Fu Ying, the spokeswoman for the National People's Congress, China's parliament, which begins its annual 11-day session Saturday, said Friday the increase was based on "defense needs" and government revenue.
The lower-than-expected figure comes amid an economic slowdown, with China's growth rate at its
weakest in a quarter of a century.
China said it would spend a total of 887 billion yuan ($144.2 billion) in 2015, an increase of 10.1%.
This is only a quarter of what the U.S. spends on its military. But, while China's budget has increased by double digits every year since 2010
, U.S. spending has declined since then.
Fu said the government would release exact figures Saturday.
China's military build-up has unsettled its neighbors and Washington, particularly as Beijing has taken a more robust stance in territorial disputes in the South China Sea.
Fu blamed the United States for militarizing the South China Sea, saying that most of the advanced aircraft and warships passing through the disputed waters belong to the U.S. military.
Traditionally, the People's Liberation Army has been focused on protecting its own borders, but recent missions have seen it join U.N. peacekeeping efforts in places like South Sudan, and fighting piracy in Somalia.
The country has started work on its first military base overseas -- in Djibouti in the Horn of Africa.
China is also trying to modernize its military.

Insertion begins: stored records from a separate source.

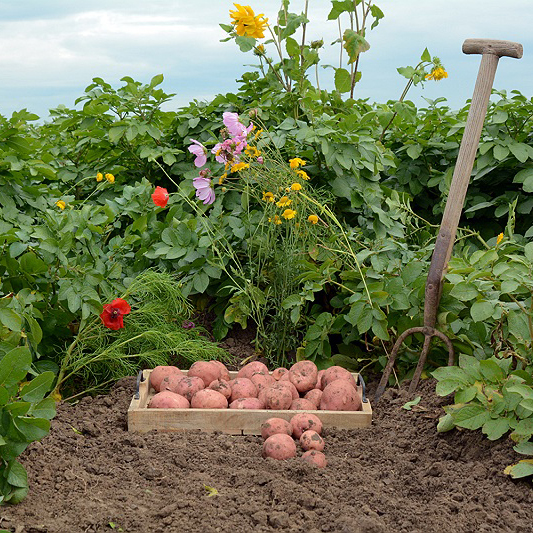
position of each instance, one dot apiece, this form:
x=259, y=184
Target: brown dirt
x=91, y=475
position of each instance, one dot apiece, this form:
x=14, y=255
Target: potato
x=311, y=440
x=304, y=421
x=224, y=372
x=247, y=403
x=301, y=404
x=249, y=369
x=168, y=400
x=337, y=372
x=274, y=426
x=303, y=375
x=262, y=380
x=316, y=458
x=314, y=396
x=279, y=446
x=160, y=372
x=278, y=372
x=221, y=386
x=339, y=395
x=277, y=396
x=208, y=399
x=242, y=388
x=188, y=386
x=208, y=371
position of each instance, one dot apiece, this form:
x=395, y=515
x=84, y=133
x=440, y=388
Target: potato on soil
x=221, y=386
x=311, y=440
x=303, y=375
x=339, y=395
x=242, y=388
x=160, y=372
x=278, y=372
x=275, y=426
x=247, y=403
x=280, y=446
x=314, y=396
x=208, y=399
x=168, y=400
x=315, y=457
x=249, y=369
x=337, y=372
x=301, y=404
x=304, y=421
x=208, y=371
x=188, y=386
x=277, y=396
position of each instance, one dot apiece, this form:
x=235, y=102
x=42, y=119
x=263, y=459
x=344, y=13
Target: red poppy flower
x=113, y=312
x=160, y=196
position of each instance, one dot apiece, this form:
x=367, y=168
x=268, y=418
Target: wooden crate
x=232, y=421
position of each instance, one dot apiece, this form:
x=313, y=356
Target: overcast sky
x=51, y=49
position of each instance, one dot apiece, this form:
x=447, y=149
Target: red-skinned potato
x=278, y=372
x=279, y=446
x=314, y=396
x=160, y=372
x=334, y=373
x=247, y=403
x=315, y=458
x=168, y=400
x=188, y=386
x=224, y=372
x=277, y=396
x=207, y=371
x=311, y=440
x=339, y=395
x=275, y=426
x=249, y=369
x=208, y=399
x=242, y=388
x=301, y=404
x=221, y=386
x=304, y=421
x=303, y=375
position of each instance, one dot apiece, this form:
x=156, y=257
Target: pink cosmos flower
x=200, y=151
x=231, y=121
x=204, y=190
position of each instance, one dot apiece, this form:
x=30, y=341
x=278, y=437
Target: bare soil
x=400, y=475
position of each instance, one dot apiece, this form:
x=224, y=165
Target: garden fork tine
x=491, y=51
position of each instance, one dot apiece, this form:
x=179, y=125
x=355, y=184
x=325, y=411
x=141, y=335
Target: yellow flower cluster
x=247, y=23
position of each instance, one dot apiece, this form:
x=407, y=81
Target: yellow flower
x=239, y=166
x=247, y=24
x=284, y=201
x=296, y=162
x=302, y=174
x=438, y=73
x=288, y=214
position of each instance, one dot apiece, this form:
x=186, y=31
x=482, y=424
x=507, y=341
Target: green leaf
x=36, y=389
x=471, y=416
x=343, y=80
x=354, y=44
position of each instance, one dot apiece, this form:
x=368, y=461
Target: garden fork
x=491, y=51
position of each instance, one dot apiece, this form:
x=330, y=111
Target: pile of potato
x=207, y=385
x=279, y=438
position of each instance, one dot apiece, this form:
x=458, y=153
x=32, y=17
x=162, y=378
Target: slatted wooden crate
x=232, y=421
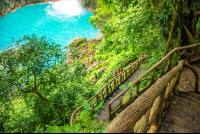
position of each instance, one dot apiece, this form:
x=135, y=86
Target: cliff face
x=89, y=4
x=7, y=6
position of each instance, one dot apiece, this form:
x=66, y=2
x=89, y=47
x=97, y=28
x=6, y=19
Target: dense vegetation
x=39, y=91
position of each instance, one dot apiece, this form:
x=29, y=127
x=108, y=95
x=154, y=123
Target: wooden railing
x=144, y=81
x=115, y=69
x=146, y=112
x=109, y=88
x=97, y=65
x=99, y=72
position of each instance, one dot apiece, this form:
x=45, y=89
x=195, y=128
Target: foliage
x=33, y=71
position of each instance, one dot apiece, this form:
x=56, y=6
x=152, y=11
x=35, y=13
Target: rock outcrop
x=89, y=4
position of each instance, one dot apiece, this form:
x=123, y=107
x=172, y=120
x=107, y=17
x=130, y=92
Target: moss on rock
x=76, y=42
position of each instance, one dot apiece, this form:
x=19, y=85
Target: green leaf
x=123, y=86
x=86, y=105
x=100, y=105
x=130, y=84
x=54, y=129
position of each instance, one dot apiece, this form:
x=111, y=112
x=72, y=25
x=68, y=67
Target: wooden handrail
x=171, y=57
x=148, y=110
x=125, y=61
x=108, y=88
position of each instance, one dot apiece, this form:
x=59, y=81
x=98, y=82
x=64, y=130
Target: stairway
x=103, y=115
x=183, y=114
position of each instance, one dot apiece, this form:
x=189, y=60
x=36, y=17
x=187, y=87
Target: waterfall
x=68, y=7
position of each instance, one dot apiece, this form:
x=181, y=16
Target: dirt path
x=183, y=115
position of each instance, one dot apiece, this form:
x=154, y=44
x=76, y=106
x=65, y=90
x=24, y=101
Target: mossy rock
x=6, y=2
x=77, y=42
x=2, y=5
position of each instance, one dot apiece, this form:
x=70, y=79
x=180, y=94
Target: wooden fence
x=147, y=107
x=109, y=88
x=125, y=62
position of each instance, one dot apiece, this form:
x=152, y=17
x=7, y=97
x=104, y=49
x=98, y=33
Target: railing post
x=109, y=112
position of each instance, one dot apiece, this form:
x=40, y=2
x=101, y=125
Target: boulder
x=77, y=41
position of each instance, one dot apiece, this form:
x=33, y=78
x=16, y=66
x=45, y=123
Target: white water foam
x=67, y=7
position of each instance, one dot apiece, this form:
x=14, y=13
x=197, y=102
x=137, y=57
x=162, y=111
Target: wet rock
x=6, y=2
x=77, y=41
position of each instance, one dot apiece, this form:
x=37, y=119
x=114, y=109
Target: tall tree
x=177, y=20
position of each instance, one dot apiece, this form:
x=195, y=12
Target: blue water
x=46, y=20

In September, President Xi Jinping pledged to cut 300,000 troops from the 2.3 million strong PLA.
China's actual defense spending is often higher than the announced budget, according to Yvonne Chiu, an assistant professor in politics and public administration at Hong Kong University, who said that China was looking to spend its money more wisely as the economy slows.
She said China was likely to focus on new technology, the South China Sea and its overseas presence.
"The budget is irrelevant in some ways -- it's how the money gets spent."